As recombination within this region is rare, it is difficult to determine which Genes are important. This will be facilitated by the identification of functional polymorphisms.
Hence we are sequencing reverse transcription-polymerase chain reaction products derived from central MHC Genes in well characterized and conserved ancestral haplotypes.
Here we address the IKBL gene, which lies near the TNF cluster at the telomeric end of the central MHC.
Although the IKBL cDNA sequence was conserved between most ancestral haplotypes, a synonymous nucleotide substitution, a 3' untranslated region substitution, and a single nonsynonymous substitution were identified.

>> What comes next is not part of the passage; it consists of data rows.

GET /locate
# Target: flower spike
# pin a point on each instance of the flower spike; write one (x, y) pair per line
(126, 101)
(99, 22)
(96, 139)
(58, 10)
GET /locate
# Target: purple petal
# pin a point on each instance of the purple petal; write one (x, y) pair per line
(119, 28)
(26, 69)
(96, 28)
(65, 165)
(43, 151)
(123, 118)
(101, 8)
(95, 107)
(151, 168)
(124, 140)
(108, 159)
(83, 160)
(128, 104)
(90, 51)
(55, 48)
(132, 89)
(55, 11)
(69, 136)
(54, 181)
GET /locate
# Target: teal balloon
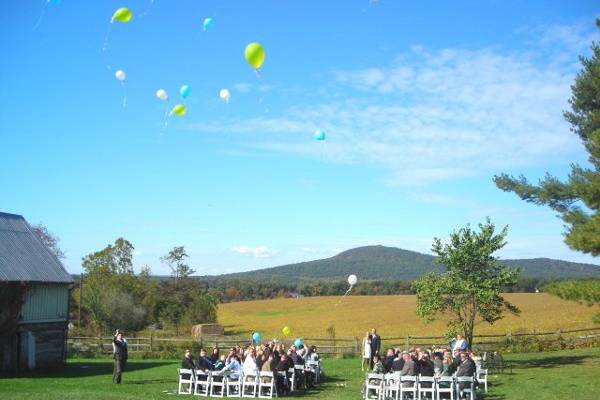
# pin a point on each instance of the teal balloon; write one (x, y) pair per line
(185, 91)
(207, 23)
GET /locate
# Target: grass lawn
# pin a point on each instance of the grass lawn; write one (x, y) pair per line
(553, 375)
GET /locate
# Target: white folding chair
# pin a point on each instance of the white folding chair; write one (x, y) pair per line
(291, 375)
(468, 387)
(202, 386)
(266, 385)
(426, 387)
(249, 385)
(300, 376)
(217, 384)
(482, 378)
(408, 387)
(233, 386)
(392, 385)
(375, 385)
(186, 379)
(443, 385)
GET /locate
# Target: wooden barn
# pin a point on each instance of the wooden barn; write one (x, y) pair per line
(34, 299)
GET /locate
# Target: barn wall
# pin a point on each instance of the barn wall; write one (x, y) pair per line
(50, 339)
(46, 302)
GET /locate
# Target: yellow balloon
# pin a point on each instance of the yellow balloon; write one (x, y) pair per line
(123, 14)
(255, 55)
(179, 109)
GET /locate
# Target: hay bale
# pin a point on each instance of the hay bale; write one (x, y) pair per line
(207, 330)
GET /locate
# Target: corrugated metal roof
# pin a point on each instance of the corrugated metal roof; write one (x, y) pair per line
(23, 256)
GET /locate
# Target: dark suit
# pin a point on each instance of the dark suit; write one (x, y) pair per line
(375, 344)
(187, 363)
(426, 367)
(120, 357)
(397, 365)
(466, 368)
(409, 369)
(205, 364)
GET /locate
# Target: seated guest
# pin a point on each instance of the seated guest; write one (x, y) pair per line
(378, 365)
(460, 344)
(408, 369)
(425, 365)
(233, 367)
(214, 357)
(389, 360)
(249, 366)
(466, 368)
(437, 364)
(203, 362)
(187, 363)
(220, 364)
(397, 363)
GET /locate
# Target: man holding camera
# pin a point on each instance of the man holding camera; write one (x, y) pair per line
(119, 355)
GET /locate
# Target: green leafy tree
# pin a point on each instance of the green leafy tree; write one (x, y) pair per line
(175, 259)
(112, 294)
(586, 291)
(577, 200)
(469, 291)
(49, 239)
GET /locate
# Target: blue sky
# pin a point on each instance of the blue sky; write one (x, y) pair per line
(422, 103)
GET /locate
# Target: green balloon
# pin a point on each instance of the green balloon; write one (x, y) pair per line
(179, 109)
(123, 14)
(255, 55)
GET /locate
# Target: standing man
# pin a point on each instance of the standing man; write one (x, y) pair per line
(375, 342)
(120, 355)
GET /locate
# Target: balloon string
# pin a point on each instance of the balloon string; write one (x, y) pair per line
(124, 94)
(41, 16)
(165, 123)
(105, 45)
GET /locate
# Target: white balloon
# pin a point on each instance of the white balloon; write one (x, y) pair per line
(352, 279)
(224, 95)
(120, 75)
(162, 94)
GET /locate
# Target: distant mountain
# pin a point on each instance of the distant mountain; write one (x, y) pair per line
(391, 263)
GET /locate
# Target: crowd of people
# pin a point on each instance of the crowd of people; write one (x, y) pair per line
(254, 358)
(455, 360)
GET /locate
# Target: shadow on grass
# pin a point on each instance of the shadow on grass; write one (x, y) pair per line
(550, 362)
(86, 368)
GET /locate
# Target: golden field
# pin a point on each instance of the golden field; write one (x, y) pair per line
(392, 315)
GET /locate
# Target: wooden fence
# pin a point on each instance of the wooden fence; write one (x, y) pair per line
(326, 346)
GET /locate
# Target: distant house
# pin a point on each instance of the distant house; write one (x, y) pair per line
(34, 299)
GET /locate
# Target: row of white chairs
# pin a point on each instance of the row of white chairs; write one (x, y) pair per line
(261, 384)
(219, 384)
(394, 386)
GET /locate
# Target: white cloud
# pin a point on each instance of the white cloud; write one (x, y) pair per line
(256, 251)
(438, 115)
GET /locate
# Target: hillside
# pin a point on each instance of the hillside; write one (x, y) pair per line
(391, 263)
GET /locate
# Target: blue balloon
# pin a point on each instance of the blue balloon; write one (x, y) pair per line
(319, 135)
(185, 91)
(207, 23)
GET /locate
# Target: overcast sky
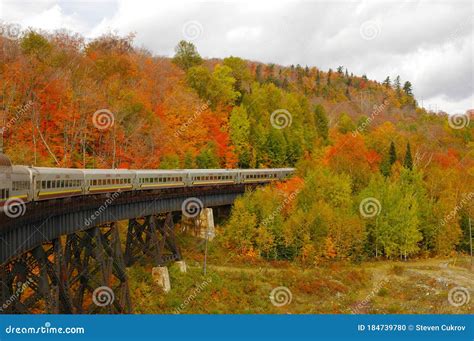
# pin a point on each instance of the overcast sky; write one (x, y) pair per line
(430, 43)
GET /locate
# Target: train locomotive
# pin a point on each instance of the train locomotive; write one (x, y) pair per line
(26, 183)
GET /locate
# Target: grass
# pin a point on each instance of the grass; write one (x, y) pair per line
(240, 285)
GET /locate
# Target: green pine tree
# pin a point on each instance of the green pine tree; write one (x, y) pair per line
(322, 124)
(408, 163)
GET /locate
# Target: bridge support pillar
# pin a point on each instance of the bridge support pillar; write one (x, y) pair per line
(154, 237)
(204, 223)
(35, 280)
(95, 267)
(182, 266)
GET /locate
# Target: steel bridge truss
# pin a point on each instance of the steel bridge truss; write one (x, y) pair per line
(85, 272)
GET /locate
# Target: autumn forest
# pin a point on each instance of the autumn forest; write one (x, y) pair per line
(378, 176)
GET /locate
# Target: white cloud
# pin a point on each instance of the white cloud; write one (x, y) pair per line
(428, 43)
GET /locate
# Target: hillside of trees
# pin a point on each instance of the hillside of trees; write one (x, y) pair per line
(352, 140)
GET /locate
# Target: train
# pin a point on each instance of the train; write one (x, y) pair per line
(28, 183)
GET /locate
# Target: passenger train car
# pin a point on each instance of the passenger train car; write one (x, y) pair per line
(40, 183)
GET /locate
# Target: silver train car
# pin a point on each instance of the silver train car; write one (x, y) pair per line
(41, 183)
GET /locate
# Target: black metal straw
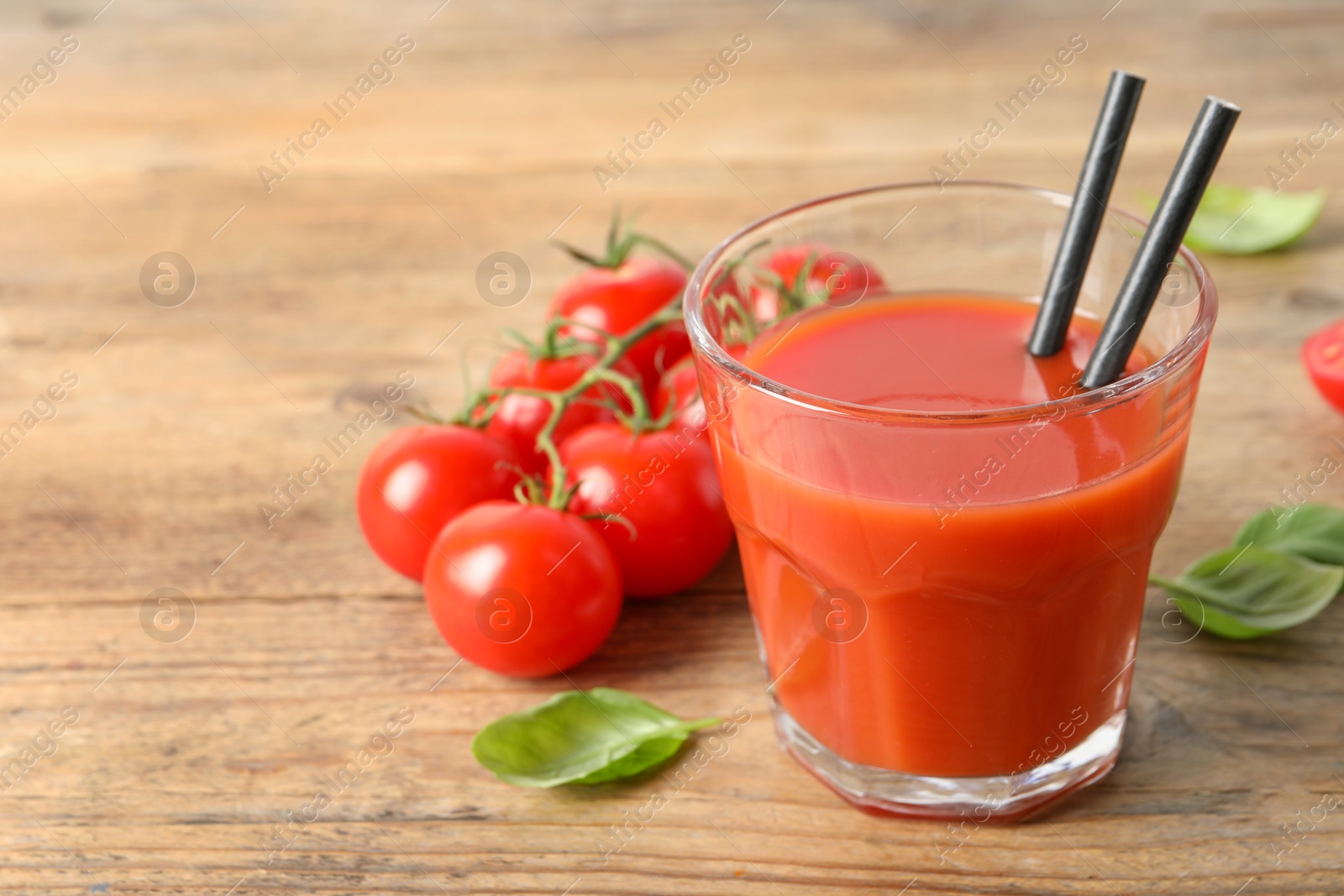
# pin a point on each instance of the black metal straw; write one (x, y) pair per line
(1160, 242)
(1085, 215)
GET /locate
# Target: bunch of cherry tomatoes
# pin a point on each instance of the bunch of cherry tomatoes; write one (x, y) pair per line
(582, 472)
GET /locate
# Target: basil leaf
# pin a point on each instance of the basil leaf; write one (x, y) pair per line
(1249, 591)
(581, 736)
(1236, 221)
(1310, 531)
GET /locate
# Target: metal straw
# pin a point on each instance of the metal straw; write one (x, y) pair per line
(1085, 215)
(1158, 249)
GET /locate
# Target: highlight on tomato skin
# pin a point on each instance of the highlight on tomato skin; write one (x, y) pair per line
(664, 486)
(521, 589)
(1323, 355)
(418, 479)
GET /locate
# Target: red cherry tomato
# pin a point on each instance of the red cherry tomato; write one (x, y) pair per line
(522, 417)
(837, 275)
(418, 479)
(680, 390)
(617, 300)
(665, 488)
(1323, 354)
(522, 590)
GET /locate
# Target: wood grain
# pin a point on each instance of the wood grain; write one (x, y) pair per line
(360, 261)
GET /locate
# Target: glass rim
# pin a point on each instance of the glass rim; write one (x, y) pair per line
(1182, 354)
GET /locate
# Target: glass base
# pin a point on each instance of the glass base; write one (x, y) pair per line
(999, 797)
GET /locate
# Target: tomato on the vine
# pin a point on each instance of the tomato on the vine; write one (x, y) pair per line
(839, 278)
(1323, 354)
(522, 590)
(519, 418)
(664, 485)
(680, 390)
(418, 479)
(617, 300)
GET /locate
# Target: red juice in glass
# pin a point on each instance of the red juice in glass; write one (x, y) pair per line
(945, 543)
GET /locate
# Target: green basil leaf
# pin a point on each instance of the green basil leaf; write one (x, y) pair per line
(1205, 616)
(581, 736)
(1310, 531)
(1249, 591)
(1236, 221)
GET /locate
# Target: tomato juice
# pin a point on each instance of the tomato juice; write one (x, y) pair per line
(951, 591)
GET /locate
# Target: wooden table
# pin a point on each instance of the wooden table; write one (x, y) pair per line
(360, 262)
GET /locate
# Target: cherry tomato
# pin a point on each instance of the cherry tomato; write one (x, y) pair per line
(522, 417)
(617, 300)
(522, 590)
(1323, 354)
(665, 488)
(418, 479)
(837, 275)
(680, 390)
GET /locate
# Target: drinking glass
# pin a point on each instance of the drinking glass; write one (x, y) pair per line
(949, 647)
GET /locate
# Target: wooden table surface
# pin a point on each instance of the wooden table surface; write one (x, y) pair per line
(360, 262)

The latter (IKBL+738) was present in multiple examples of the 7.1 haplotype [HLA-A3, B7, DR2, (DR15)] and resulted in a Cysteine to Arginine substitution in a predicted protein kinase C phosphorylation site.
This polymorphism did not occur in 18 other common haplotypes from the 10th International HistoCompatibility Workshop and thus appears haplospecific.
A role for IKBL+738 in the association between HLA-A3, B7, DR2, (DR15) and susceptibility to Multiple Sclerosis is discussed.